The O'Sullivans being denied honours blazers despite the rules being quite clear: Represent your country and get a Springbok blazer, then get an Honours blazer. Ah, I see, it's not a "sport"! 

Saturday morning detention: One particular week we pushed all the rocks up the embankment and the next we carried them down again. Ah, the psychology of it! 

John Nourse (I think) breaking his hand punching a hole in the wall (so it looked) out of frustration with Bro John. 

Bellingan swinging his blazer, his cigarettes landing at Bro Thomas's feet. Bellingan's impression of a spider spinning its web repeated, at Bro Thomas's insistence, on top of Bro Thomas's desk. 

Watching the merry-go-round caning of the O'Sullivans and others by Bro Lawrence. Who, by the way, is a third cousin of mine. Or something. 

Midnight escapades to the Snooker Hall. The accident. Sherlock Thomas investigates and takes notes in Gaelic. 

Boardman, substituting for an absent Geography teacher, telling us it is hotter at the equator because the poles are further from the Sun.

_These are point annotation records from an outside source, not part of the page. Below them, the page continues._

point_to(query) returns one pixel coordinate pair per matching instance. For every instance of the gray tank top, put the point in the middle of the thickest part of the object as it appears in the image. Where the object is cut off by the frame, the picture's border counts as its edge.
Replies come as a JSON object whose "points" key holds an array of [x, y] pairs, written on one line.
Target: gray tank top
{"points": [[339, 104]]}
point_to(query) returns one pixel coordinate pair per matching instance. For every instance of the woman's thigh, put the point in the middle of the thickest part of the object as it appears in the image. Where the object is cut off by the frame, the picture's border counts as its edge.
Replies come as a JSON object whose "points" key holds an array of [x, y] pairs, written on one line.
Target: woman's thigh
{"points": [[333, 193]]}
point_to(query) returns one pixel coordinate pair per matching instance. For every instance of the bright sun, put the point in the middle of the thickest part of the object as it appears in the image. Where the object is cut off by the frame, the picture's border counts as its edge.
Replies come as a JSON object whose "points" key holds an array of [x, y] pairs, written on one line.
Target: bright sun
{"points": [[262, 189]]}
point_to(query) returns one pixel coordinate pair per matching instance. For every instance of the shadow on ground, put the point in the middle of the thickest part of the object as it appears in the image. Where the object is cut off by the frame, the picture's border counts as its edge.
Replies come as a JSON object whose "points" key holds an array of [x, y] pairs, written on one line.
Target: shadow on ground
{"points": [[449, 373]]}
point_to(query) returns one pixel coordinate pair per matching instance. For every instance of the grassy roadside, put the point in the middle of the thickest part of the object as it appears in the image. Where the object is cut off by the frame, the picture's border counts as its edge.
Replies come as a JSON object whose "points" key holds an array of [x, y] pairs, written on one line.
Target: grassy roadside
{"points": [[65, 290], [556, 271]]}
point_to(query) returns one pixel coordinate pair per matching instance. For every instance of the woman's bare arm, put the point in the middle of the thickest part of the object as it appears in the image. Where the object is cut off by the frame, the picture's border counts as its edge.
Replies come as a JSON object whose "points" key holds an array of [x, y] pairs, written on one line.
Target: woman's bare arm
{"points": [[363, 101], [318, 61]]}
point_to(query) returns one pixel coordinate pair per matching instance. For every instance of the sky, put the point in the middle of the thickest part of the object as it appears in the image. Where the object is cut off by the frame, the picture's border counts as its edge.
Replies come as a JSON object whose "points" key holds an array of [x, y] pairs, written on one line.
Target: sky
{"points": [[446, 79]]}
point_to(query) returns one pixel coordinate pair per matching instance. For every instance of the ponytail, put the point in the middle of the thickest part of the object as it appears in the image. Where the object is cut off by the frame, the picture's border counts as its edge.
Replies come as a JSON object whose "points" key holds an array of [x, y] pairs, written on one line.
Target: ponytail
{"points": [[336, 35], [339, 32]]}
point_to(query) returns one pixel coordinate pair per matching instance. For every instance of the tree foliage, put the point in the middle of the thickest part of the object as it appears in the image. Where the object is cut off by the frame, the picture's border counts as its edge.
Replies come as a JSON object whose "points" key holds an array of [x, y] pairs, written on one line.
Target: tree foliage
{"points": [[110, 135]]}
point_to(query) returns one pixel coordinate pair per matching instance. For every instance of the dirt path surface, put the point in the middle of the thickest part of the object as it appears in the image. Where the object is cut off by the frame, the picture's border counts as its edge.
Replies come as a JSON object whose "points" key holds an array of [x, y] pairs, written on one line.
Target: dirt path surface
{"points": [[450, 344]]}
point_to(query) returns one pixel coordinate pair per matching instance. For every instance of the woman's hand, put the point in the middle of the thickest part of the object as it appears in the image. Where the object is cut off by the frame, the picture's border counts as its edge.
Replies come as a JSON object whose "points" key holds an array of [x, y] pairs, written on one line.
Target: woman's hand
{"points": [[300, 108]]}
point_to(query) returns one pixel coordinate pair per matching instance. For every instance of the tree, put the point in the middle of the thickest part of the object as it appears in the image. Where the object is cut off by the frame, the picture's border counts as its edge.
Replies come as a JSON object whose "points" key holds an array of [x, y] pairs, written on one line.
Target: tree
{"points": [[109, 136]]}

The French teacher, Mrs Martin, also teaching us Maths for some of Std 6, being absolutely amazed that (2x3)+4 is not the same as 2x(3+4). OK, it wasn't their subjects but, really?!? 

What was the name of that idjut Brother who got himself all worked up, spitting and shouting and ranting for half an hour about the evils of MASTURBATION? Gabriel? 

Mark Carrick running half way across the pitch to kick the ball out of an opponent's hands as it crossed the line. Brilliant! I hated compulsory rugby spectatorship but it was worthwhile that day. 

Mark C doing a Basil Fawlty walk up and down the classroom as De Vries wrote on the board. 

Daily poetry: Me failing the honesty test when Bro John asserted that some people had been cheating. Stand up those who cheated. I know who you are. No there are still more. Stand up. There are still more. Me stubbornly still sitting. Half the class standing now. Philip Harris eventually jumping up (much to Bro John's surprise) "I always get caught," Philip exclaims. 

Bro John getting me to tabulate details of countless lives of the saints. Presumably because I failed to own up. 

Kev asking all those drinking alcohol at the Holy Cross fete to stand up. What did you drink, Master Beardsell? A beer. What made you think you could do that? Because my father bought it for me. Laughter. The definition of School Function was widened that day. 

Kev and his green Valiant. 

Bro Laurence making the school kombi into an automatic by keeping it in 3rd and riding the clutch. 

Being bust for running a book on the Durban July. But the school allowing gambling on donkeys at the fete? Attempted rigging of the donkey races by the usual suspects. Bro Thomas asking my father's telephone number. Bro Thomas telephoning him to tell him I was taking bets on the Durban July. Afterwards I learnt how it went. After delivering a precis of the facts, Bro Thomas asked my father: "What do you think of that, Mr Beardsell?" My father, thinking on his feet, said: "At last! Paul shows some initiative. I think it's all down to his excellent education." Bro Thomas (guessing I wasn't going to be punished at home) giving me so many lines to write for Monday delivery that there wasn't enough time to write them all even at 5 a minute 24 hours a day. 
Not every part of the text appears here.